Ik heb Dissipatio H.G. meteen besteld.
Vandaag een paar gedichten van Eugenio Montale:
In de slaap
Het gezang van de uilen, wanneer een regenboog
met onderbroken hartslagen vervaagt,
de kreunen en zuchten
van de jeugd, de dwaling die de slapen
omsluit en de vage schrik van ceders
die door de stoot van de nacht worden verplaatst –
dit alles kan tot mij terugkeren,
opwellen uit de greppels,
breken uit de rotondes, mij wekken
bij jouw stem.
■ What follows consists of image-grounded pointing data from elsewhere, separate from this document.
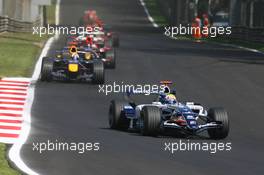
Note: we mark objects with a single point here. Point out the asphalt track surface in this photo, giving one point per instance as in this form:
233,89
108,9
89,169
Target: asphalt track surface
209,74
Scherp steekt
het geluid van een wrede giga,
de tegenstander sluit
het vizier over zijn gezicht.
De maan dringt binnen,
amaranthrood in gesloten ogen,
het is een wolk die opzwelt;
en wanneer de slaap haar verder draagt,
is het nog steeds bloed, voorbij de dood.
*
De oorbellen
Geen schaduw van vleugels blijft achter in de roetnevel
van de bol. (En van jou is er geen spoor meer.)
De spons is voorbijgegaan en heeft
de weerloze schitteringen uit de gouden cirkel gewist.
Jouw stenen, de koralen, het machtige rijk
dat je ontvoert – ik zocht het; ik vlucht
voor de godheid die zich niet incarneert,
de verlangens die ik draag totdat hun bliksem vergaat.
Buiten zoemen elytra, de waanzinnige dodenwake
gonst en weet dat twee levens geen gewicht hebben.
In de omlijsting keren de slappe
kwallen van de avond terug.
Jouw afdruk zal afdalen: onder jouw lellen
stuiten vale handen, overmand, de koralen.
*
De waaier
Ut pictura... De lippen die verwarren,
de blikken, de tekens, de dagen reeds gevallen,
ik probeer ze daar vast te leggen,
zoals in een cirkel van een omgekeerde telescoop,
stil en onbeweeglijk, maar levendiger dan ooit.
Het was een draaimolen
van mensen en machines op de vlucht
tussen die rook die Euro sloeg,
en al markeert de dageraad ons
met een siddering en breekt de nevels.
Licht van parelmoer, de duizelingwekkende
klif verslindt nog steeds slachtoffers,
maar jouw veren verbleken op de wangen
en de dag is misschien gered.
O dichte slagen,
wanneer jij je opent, of ruwe bliksems,
of stortregens op de horden!
(Sterft wie jou herkent?)
*
De ark
De lentestorm heeft
de paraplu van de wilg ontwricht,
in de aprilwervelwind
is de gouden vacht verstrikt geraakt in de tuin,
die mijn doden verbergt,
mijn trouwe honden, mijn oude
dienstmeiden – hoeveel zijn er sinds toen,
(toen de wilg blond was en ik
zijn ringen met een katapult afschoot)
afgedaald, levend, in de valstrik.
De storm zal hen zeker weer verzamelen
onder dat vroegere dak, maar ver,
verder dan dit door bliksem getroffen land
waar kalk en bloed koken
in de afdruk van een menselijke voet.
De pollepel dampt in de keuken,
zijn cirkel van weerspiegelingen
accentueert de benige gezichten, de spitse snuiten
en beschermt ze, achterin,
de magnolia – als een zucht hen daarheen drijft.
De lentestorm schudt met een blaf
van trouw mijn ark, o verlorenen.
*
Geen antwoord van Robert Kruzdlo op mijn brief van gisteren. Moet ik mij zorgen gaan maken? Is hij de grotten ingedoken?
*
Voorlopig even de laatste, want ik moet bezig met het leegruimen van het huis.